BMW hasn’t released finalized specifications of the production car, but notes it will bear a close resemblance to the system used in the original concept. The concept married a rear-mounted, 1.5-liter, turbo-diesel three-cylinder engine with two electric motors — one sandwiched between the engine and a six-speed dual clutch gearbox, and another at the nose of the car, which drives the front wheels. Combined, the entire system was reportedly capable of producing 300 horsepower — but BMW has since increased that figure to 328 horsepower for the production-intent design.

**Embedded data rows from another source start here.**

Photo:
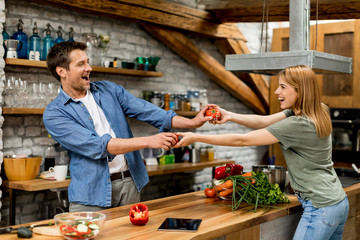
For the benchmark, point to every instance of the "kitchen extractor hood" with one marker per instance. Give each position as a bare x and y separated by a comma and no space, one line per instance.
270,63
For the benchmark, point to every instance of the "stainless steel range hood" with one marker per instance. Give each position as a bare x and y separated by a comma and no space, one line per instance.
271,63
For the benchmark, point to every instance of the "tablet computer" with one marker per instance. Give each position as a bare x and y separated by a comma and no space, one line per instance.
180,224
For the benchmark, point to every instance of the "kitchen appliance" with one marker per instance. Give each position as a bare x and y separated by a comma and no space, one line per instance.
346,134
270,63
11,46
275,174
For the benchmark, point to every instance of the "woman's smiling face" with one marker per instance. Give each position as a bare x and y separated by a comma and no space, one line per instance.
286,94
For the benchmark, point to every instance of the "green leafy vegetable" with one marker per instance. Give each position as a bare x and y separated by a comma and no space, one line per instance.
260,193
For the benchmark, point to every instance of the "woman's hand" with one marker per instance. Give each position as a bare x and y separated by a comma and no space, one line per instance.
201,118
187,139
225,117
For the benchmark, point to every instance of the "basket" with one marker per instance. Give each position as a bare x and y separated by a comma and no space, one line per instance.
21,167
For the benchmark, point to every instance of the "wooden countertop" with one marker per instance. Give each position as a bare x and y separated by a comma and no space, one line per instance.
217,217
153,170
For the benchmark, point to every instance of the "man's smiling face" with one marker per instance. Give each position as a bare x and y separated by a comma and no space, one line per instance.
77,79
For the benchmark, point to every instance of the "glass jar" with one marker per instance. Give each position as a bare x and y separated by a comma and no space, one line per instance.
203,154
91,41
210,153
203,98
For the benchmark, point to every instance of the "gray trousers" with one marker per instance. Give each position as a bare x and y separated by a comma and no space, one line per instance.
124,192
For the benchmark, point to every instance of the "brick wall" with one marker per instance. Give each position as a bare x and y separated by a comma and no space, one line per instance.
27,135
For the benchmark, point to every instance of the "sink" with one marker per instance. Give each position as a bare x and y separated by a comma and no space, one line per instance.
347,176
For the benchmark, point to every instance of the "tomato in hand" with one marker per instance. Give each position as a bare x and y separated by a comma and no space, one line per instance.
177,138
210,192
213,112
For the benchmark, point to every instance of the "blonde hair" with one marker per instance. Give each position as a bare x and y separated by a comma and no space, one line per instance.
303,79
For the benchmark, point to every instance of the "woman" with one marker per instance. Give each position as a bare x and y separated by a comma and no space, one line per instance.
303,130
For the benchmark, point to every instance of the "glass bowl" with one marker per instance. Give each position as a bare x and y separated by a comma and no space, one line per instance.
222,192
79,225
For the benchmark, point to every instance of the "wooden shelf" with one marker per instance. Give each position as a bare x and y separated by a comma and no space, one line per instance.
96,69
9,111
39,111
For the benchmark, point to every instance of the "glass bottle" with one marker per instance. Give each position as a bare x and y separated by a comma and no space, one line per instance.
166,102
49,157
203,98
90,39
194,100
59,33
35,45
210,153
22,37
48,42
71,35
5,37
172,101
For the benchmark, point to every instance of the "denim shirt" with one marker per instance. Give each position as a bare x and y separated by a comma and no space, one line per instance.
69,123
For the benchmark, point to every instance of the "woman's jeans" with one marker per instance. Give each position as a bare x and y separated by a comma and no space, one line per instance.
322,223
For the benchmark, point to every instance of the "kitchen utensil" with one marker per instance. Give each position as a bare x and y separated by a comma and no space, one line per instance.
275,174
12,229
21,167
47,231
11,45
60,172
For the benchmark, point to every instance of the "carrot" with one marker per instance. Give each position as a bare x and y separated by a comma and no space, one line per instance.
248,174
225,192
227,184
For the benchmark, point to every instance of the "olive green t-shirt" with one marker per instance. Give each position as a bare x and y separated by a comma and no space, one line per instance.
308,159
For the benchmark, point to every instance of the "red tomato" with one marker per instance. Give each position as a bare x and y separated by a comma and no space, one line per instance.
213,112
139,214
210,192
177,137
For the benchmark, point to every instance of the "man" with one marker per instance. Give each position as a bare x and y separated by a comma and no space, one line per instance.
89,121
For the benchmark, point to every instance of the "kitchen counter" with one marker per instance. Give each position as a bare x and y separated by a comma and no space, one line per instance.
153,170
217,218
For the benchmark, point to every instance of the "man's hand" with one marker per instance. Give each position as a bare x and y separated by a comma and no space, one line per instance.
164,140
197,121
187,139
225,117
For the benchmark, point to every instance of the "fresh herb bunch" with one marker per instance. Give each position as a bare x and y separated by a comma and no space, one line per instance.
255,189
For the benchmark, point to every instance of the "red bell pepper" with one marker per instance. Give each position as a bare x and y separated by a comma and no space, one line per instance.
139,214
233,169
220,173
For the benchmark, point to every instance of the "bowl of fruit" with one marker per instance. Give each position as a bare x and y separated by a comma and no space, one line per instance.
80,225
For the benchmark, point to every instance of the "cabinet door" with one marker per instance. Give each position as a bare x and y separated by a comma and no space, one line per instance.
338,90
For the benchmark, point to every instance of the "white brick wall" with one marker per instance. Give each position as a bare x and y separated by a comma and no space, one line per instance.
27,135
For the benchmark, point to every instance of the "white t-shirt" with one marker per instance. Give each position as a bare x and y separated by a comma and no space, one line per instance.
102,126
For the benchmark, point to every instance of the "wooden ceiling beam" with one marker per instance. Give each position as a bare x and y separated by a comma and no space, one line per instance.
278,13
154,11
185,48
255,81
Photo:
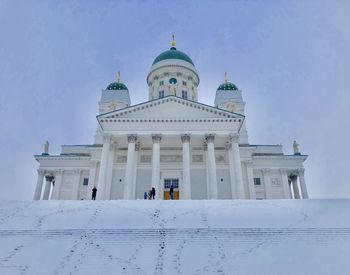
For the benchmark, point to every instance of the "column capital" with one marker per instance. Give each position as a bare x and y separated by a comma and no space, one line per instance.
93,162
49,178
266,171
137,146
210,138
205,146
185,138
249,163
132,138
234,138
77,171
156,138
106,138
41,172
284,171
59,172
301,171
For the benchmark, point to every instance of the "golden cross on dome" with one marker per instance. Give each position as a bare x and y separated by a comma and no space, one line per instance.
173,43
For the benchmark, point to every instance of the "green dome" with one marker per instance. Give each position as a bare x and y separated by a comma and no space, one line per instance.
173,53
228,86
116,86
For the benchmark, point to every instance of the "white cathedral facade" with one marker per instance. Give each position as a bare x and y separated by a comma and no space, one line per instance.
172,139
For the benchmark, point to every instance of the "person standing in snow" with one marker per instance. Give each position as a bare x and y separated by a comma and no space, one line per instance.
94,191
171,192
153,193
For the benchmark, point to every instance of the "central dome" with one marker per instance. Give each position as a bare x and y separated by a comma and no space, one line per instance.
173,53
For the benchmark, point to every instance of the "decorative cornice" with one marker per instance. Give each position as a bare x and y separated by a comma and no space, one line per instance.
234,138
205,146
157,138
266,171
41,172
106,138
209,138
49,178
301,171
185,138
132,138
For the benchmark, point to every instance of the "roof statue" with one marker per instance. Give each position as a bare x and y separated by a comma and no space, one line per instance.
296,148
46,148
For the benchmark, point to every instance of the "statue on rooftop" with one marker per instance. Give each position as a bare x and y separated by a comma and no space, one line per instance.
46,147
296,148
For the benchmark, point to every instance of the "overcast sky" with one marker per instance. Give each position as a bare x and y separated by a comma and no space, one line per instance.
290,58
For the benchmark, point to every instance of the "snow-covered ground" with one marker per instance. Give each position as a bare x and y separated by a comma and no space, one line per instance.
175,237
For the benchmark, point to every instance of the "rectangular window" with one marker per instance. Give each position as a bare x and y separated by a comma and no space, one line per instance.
86,181
257,181
169,182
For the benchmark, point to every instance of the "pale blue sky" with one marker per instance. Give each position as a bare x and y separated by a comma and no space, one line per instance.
290,58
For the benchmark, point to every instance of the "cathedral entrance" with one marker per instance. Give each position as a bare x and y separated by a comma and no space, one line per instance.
167,184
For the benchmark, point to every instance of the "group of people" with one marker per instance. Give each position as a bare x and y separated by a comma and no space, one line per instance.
150,195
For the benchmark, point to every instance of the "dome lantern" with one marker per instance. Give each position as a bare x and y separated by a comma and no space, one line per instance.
117,85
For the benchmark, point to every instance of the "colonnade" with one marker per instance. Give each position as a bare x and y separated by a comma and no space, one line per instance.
185,186
53,179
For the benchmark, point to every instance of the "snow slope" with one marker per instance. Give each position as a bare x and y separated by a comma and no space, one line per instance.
175,237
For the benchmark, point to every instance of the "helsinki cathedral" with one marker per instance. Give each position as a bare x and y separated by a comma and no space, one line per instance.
171,140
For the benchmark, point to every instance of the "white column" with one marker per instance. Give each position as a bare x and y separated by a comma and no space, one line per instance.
92,178
303,188
213,186
76,183
47,189
186,169
250,176
108,186
267,183
156,139
285,184
205,148
237,166
103,168
57,186
295,186
39,185
232,171
137,151
129,170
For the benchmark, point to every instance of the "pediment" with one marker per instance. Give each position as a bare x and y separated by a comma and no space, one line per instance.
170,114
170,107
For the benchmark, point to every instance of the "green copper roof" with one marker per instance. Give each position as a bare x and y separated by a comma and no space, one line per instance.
173,53
116,86
228,86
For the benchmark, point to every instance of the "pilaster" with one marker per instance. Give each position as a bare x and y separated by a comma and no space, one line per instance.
186,169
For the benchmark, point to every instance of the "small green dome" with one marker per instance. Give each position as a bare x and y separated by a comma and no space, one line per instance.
173,53
228,86
116,86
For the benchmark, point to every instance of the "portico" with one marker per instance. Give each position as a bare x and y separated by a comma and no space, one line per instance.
171,139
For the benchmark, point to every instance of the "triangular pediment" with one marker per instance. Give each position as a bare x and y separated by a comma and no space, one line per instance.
170,114
170,107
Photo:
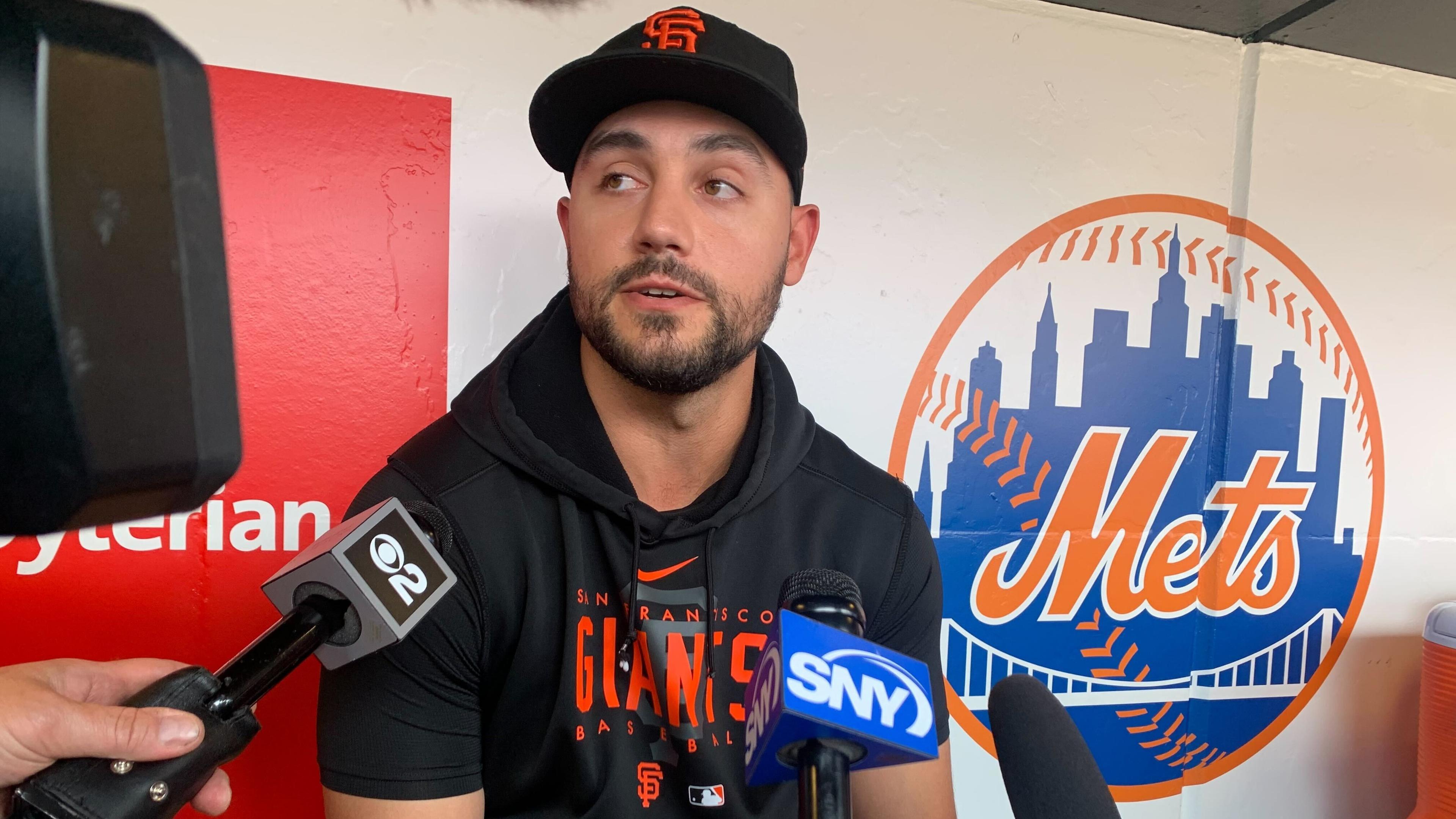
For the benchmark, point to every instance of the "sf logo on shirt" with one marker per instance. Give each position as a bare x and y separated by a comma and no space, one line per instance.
398,565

Thanks to its relatively powerful hybrid drive system and a lithe weight of 3076 pounds, the Vision EfficientDynamics concept was able to produce some impressive performance metrics — and, according to BMW, its production form do the same. The automaker claims the production car will be able to sprint from 0-62 mph in 4.8 seconds — on par with the concept — while achieving an average of 63 mpg.
That last number is thanks in no small part to the car’s plug-in hybrid nature. On a full charge, which BMW suggests takes 2.5 hours (likely on a 220-volt supply), the sports car will be able to function as a pure electric vehicle for roughly 30 miles. Following that, the diesel engine will come on-line to increase the car’s range by roughly 370 miles. The combustion engine will also fire up during spirited driving (i.e. lead-footed acceleration runs), driving the rear wheels.
BMW won’t reveal when the hybrid sports car will enter serial production, but we’ve learned it could reach an assembly line by 2012 or 2013, possibly carrying the i100 nomenclature to fit within the umbrella of BMW’s Project i Initiative. Not powerful enough? An M100 is also reportedly being developed, and is expected to eschew the hybrid driveline in favor of a 450-horsepower twin-turbocharged I-6.
When the i100 and M100 reach production in two to three years time, expect base prices to near the $125,000 and $200,000 marks, respectively.